How inflation affects rental contracts in Spain
How inflation affects rental contracts in Spain Freepik

Inflation in Spain hit 7.6% Year-Over-Year during February. This is the highest figure in over 33 years and is a major source of concern.

There are several factors behind this sharp rise. The Covid pandemic (that disrupted the global supply chain impacting on prices), the quantitative easing policy followed by Monetary Authorities to mitigate the pernicious financial aftermath of the pandemic, and now the outbreak of war in Europe are all to blame for the severe spike in inflation.

If this trend continues unchecked before we reach this summer, we will have a two-digit inflation in our hands. This will have severe repercussions, most of which escape the object of this article. The one I am going to focus on today is how inflation affects landlords and tenants on renewing a rental contract.

By law, a landlord may not increase a rental unless they expressly worded such a rental update clause into a rental contract. Also, by law, the rental increase in Spain must be indexed to the IPC (Spain’s Price Consumer Index). Spain’s Government enacted a law last year that forced all landlords to index their contracts only to the IPC. Although at the time this law was enacted with best intentions in mind to protect tenants (read Nanny State), the fact is that in a high inflationary context, this has backfired spectacularly, and landlords cannot lawfully use any other index which forces a steep increase in rental contracts across the board on renewing them.
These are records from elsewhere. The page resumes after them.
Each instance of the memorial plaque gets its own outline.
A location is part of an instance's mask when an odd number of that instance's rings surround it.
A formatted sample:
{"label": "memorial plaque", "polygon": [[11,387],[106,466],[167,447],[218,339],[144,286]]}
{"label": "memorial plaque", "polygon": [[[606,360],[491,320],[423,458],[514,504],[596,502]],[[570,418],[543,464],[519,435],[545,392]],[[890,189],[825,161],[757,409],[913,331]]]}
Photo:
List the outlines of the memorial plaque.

For example, a long-term rental contract that ran from the 1st of February 2021 to the 31st of January 2022, and had a monthly rental of 1,000 euros, upon renewal would be updated by 76 euros a month, making a grand total of 1,076 euros/month. This sharp increase may prove as an unpleasant surprise to unwary tenants who were not expecting such a strong rise, catching them off guard. It also implies tenants will now have less disposable income available every month, which may lead some to struggle to make ends meet.